Kumar writes in a blog post that with his newest fund — which he will operate single-handedly, with the back-office support of a CFO — “for the most part everything remains the same as with the first fund, with just one major change: the initial investment amount. With the new fund, K9 Ventures will be able to invest between $250K and $750K as an initial investment in the companies we back. This will allow us to potentially lead the seed round, while maintaining an active engagement with these companies (as with Fund I). K9 Ventures II will still be syndicating most investments with other seed and angel investors.”
He tells me separately that he expects to invest $1.25 million on average into each company, “with the flexibility of going as higher –$2 million to $3 million– if needed.”
In his post, Kumar says the fund’s LPs include the usual suspects — “university endowments, foundations, family offices and fund of funds and key individuals” — without naming names.

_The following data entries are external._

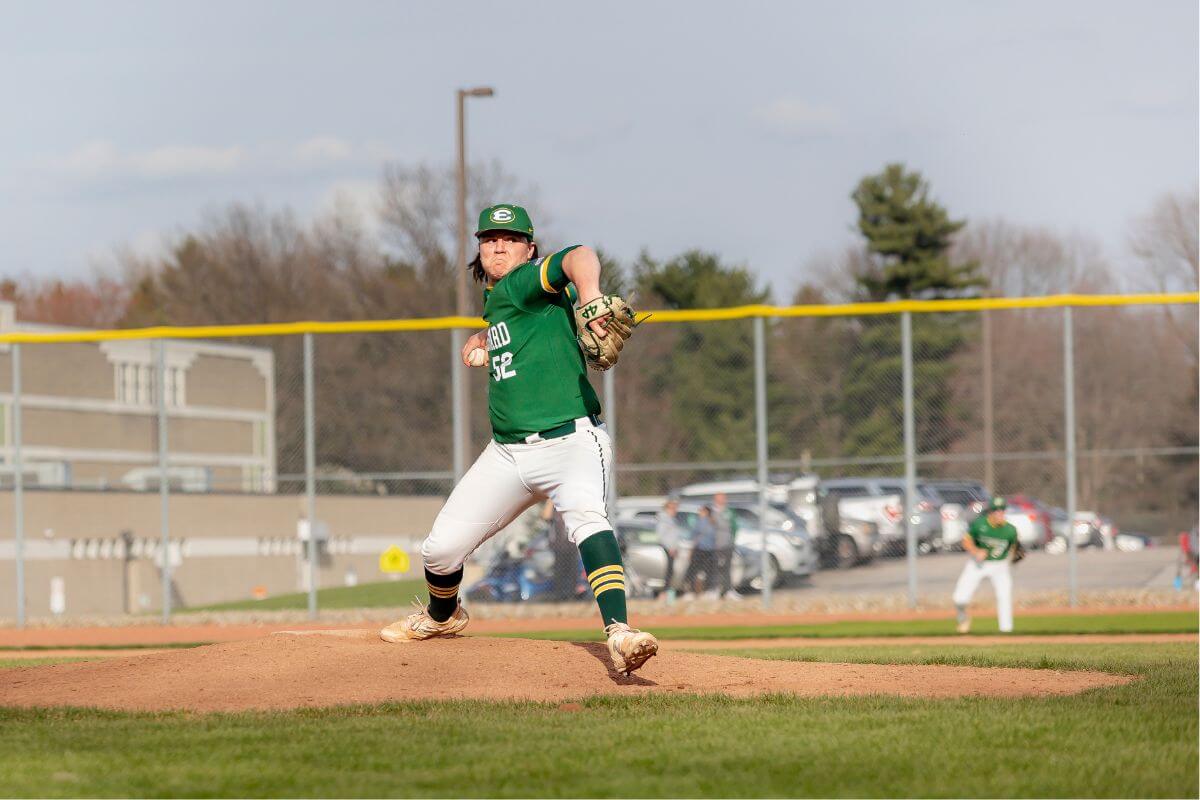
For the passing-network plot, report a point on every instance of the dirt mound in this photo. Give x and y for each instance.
(324, 668)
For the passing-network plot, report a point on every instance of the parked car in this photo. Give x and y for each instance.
(517, 572)
(881, 500)
(1086, 530)
(1032, 521)
(791, 549)
(964, 500)
(646, 560)
(841, 540)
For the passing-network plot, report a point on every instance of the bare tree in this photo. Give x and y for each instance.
(1167, 241)
(1021, 262)
(420, 217)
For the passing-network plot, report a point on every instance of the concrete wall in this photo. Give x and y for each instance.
(226, 546)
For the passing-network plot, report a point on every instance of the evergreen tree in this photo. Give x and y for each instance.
(909, 236)
(702, 373)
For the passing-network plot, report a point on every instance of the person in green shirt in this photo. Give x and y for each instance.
(547, 439)
(990, 543)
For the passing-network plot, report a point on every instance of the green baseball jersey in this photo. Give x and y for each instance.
(539, 376)
(997, 542)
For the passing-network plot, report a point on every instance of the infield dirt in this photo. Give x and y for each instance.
(324, 668)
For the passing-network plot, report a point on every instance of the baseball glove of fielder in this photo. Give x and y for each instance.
(603, 353)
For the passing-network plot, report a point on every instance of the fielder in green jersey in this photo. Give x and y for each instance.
(990, 542)
(994, 541)
(547, 439)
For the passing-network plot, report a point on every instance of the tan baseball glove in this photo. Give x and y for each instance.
(619, 323)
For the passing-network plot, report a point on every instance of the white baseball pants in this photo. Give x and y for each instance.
(1001, 576)
(574, 471)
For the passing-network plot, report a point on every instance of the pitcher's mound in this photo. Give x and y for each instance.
(325, 668)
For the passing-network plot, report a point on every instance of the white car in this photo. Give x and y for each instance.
(792, 552)
(843, 537)
(964, 501)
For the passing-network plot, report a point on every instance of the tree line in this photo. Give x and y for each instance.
(685, 391)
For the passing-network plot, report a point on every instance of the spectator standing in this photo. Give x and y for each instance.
(726, 524)
(705, 541)
(669, 534)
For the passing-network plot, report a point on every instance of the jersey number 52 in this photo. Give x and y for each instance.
(502, 366)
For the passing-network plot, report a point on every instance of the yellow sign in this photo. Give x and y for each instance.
(394, 560)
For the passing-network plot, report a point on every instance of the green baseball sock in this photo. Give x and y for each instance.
(601, 563)
(443, 593)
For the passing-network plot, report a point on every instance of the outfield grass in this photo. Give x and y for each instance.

Kumar has also told me in the past, and reiterated in our exchange today, that unlike many investors, he doesn’t subscribe to the growth-first-revenue-later mentality that runs throughout Silicon Valley. While that approach has worked out nicely so far for the likes of Twitter, Facebook, and Foursquare, Kumar says that anything he backs has to have a direct revenue model.
His other criterion include that he’ll only work with “technical founders – a team that’s capable of building its own product,” the company has to be in the Bay Area, and he’ll only back a company with a “radically new technology or that’s participating in a market where money hasn’t been changing hands prior.”
Asked what radically new technologies have caught his eye this year, Kumar, one of the first investors in the camera company Lytro (which he has backed personally, as well as through K9′s first fund), says he’s not allowed to discuss much yet but that “as a teaser, there’s a lot more interesting stuff possible with cameras.”
Image: Photo courtesy of K9 Ventures.







Chris Yeh said on July 19, 2012
This success is well-deserved. Manu maintains a laser focus in his investment strategy, and is also a great guy. He doesn’t fund features or widgets, he funds great technologies, which is what the Valley should be about.